I spent some time reworking my build, even learning a new weapon in the process. I opted for the quicker dual blades over my usual slower switch axe. It wasn’t until early this morning that I finally felled Alatreon with my fiancé and random hunters. Ironically, I ended up returning to my switch axe. Some of things I learned was this fight does not allow for too many mistakes. Even if you do enough elemental damage to pass the DPS check and survive his supernova (aka Escaton Judgement), this black dragon can whip you mercilessly with regular attacks. Also, if you knock him over, but don’t break his horns he can switch elements making whatever element you brought to the fight useless.
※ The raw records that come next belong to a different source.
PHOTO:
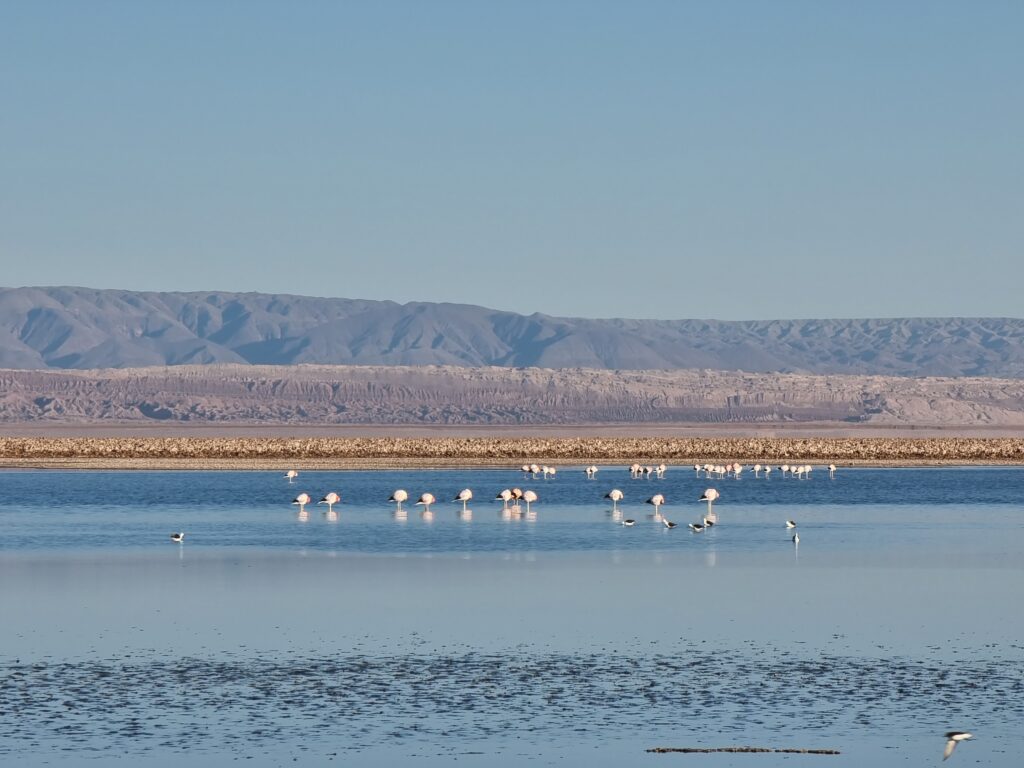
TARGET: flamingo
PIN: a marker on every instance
(464, 496)
(953, 738)
(710, 496)
(330, 500)
(528, 497)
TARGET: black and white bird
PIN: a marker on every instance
(953, 738)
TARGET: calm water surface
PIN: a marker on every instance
(371, 639)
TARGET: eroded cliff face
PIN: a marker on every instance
(354, 394)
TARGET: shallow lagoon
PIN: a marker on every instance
(566, 640)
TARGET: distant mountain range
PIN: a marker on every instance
(455, 395)
(79, 328)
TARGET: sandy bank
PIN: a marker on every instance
(356, 453)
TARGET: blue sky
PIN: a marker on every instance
(727, 160)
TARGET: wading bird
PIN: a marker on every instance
(953, 738)
(330, 500)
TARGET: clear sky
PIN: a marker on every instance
(727, 160)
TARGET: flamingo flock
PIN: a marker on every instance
(511, 498)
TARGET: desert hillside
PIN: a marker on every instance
(353, 394)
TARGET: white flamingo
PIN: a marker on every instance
(711, 496)
(464, 496)
(330, 500)
(615, 496)
(529, 497)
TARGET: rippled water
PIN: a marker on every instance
(367, 639)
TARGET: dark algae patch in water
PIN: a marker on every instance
(134, 704)
(744, 750)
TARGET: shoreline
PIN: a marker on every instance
(396, 453)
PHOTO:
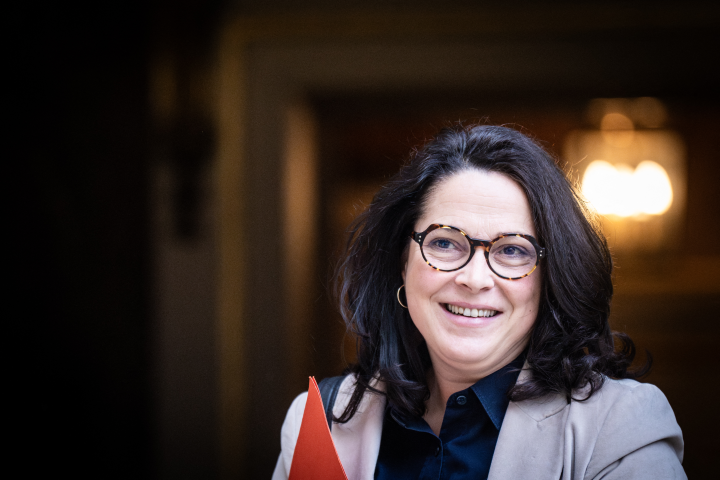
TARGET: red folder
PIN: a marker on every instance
(315, 456)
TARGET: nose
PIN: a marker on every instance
(476, 275)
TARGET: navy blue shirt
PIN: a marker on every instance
(410, 450)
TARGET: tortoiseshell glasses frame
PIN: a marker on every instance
(420, 237)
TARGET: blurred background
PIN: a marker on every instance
(193, 165)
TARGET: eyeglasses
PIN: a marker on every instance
(511, 256)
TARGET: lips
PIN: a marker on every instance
(470, 312)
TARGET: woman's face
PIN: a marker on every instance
(484, 205)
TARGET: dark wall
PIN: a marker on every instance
(85, 274)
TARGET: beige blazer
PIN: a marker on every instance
(627, 430)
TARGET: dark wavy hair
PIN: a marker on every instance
(571, 346)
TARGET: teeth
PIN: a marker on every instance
(470, 312)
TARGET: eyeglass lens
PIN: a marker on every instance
(448, 249)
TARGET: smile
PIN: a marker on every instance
(470, 312)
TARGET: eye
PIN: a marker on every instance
(512, 251)
(442, 244)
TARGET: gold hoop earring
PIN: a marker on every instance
(399, 301)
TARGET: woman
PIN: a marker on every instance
(479, 291)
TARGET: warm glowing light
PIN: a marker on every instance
(620, 190)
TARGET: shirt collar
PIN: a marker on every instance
(492, 390)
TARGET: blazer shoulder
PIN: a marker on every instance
(636, 431)
(289, 434)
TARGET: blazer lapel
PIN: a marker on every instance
(531, 440)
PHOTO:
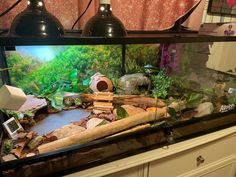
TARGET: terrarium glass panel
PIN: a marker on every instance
(78, 94)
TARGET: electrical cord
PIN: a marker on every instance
(10, 8)
(82, 14)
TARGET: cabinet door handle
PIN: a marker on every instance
(200, 160)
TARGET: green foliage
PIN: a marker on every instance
(137, 56)
(121, 113)
(57, 100)
(172, 113)
(232, 100)
(193, 99)
(161, 84)
(7, 147)
(69, 71)
(14, 114)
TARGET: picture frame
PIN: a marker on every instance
(221, 7)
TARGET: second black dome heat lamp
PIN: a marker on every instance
(36, 21)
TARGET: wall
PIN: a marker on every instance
(207, 18)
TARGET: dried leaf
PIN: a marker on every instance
(30, 135)
(21, 144)
(21, 135)
(121, 113)
(17, 152)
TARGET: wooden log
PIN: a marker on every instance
(135, 100)
(104, 130)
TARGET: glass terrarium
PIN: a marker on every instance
(83, 100)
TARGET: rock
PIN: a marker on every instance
(131, 110)
(204, 109)
(178, 105)
(92, 123)
(8, 157)
(131, 83)
(33, 103)
(35, 142)
(30, 154)
(152, 109)
(67, 131)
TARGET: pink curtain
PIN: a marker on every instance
(135, 14)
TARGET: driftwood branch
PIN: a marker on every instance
(136, 100)
(104, 130)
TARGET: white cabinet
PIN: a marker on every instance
(211, 155)
(209, 160)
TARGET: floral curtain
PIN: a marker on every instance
(135, 14)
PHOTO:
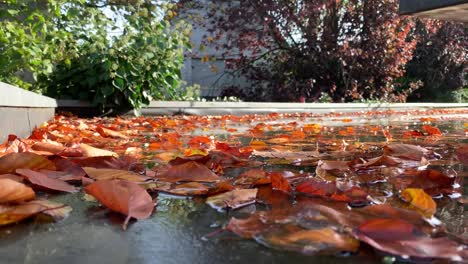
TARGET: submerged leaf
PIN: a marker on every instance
(419, 201)
(12, 191)
(24, 160)
(307, 241)
(233, 199)
(42, 180)
(112, 174)
(189, 171)
(125, 197)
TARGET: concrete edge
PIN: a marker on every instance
(240, 108)
(409, 7)
(11, 96)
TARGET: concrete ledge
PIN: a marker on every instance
(241, 108)
(455, 10)
(12, 96)
(21, 111)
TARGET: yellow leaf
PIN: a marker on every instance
(419, 201)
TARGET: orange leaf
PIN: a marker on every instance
(112, 174)
(89, 151)
(432, 131)
(124, 197)
(25, 160)
(42, 180)
(233, 199)
(189, 171)
(13, 214)
(12, 191)
(419, 201)
(278, 182)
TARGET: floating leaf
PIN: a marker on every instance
(111, 174)
(406, 151)
(189, 171)
(278, 182)
(246, 228)
(189, 188)
(125, 197)
(419, 201)
(24, 160)
(105, 132)
(16, 213)
(14, 192)
(307, 241)
(462, 154)
(432, 131)
(401, 238)
(89, 151)
(233, 199)
(42, 180)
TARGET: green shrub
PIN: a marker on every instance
(82, 60)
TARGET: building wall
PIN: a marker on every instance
(212, 76)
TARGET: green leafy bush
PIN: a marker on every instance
(84, 60)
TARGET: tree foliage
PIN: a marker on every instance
(112, 53)
(348, 50)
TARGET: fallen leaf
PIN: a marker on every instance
(24, 160)
(246, 228)
(42, 180)
(105, 132)
(234, 199)
(401, 238)
(125, 197)
(189, 171)
(89, 151)
(189, 189)
(307, 241)
(112, 174)
(462, 154)
(432, 131)
(11, 214)
(14, 192)
(278, 182)
(419, 201)
(406, 151)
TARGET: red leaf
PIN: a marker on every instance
(432, 131)
(24, 160)
(189, 171)
(406, 151)
(278, 182)
(42, 180)
(462, 154)
(124, 197)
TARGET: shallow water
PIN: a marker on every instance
(181, 229)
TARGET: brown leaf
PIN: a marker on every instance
(42, 180)
(306, 241)
(406, 151)
(278, 182)
(89, 151)
(105, 132)
(24, 160)
(14, 192)
(189, 188)
(189, 171)
(125, 197)
(233, 199)
(401, 238)
(462, 154)
(419, 201)
(246, 228)
(111, 174)
(13, 214)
What ended up working for us is having a team where folks stopped attacking in order to make sure everyone stayed healed. It also helped to find a nearly full session solely dedicated to fighting Alatreon. Most of the people in these sessions are willing to fight him over and over again. Unfortunately, I did not record video of my victory. As soon as I have a successful rematch I hope to get something on our YouTube channel soon enough. Now that he’s been beaten at least once, I can look forward to (or dread) the next powerful monster to come along as Capcom readies its final updates for Iceborne.

 

Just today, the United States got a reminder that the coronavirus should not be underestimated. Listen to what the experts say, even if their explanations sometimes change as they further understand how this virus works. It should also go without saying that masks do not give you coronavirus. If you go out, you should wear one. But this continuing series is enough proof that there’s plenty of entertainment to consume while inside — and these entries themselves can qualify as entertainment.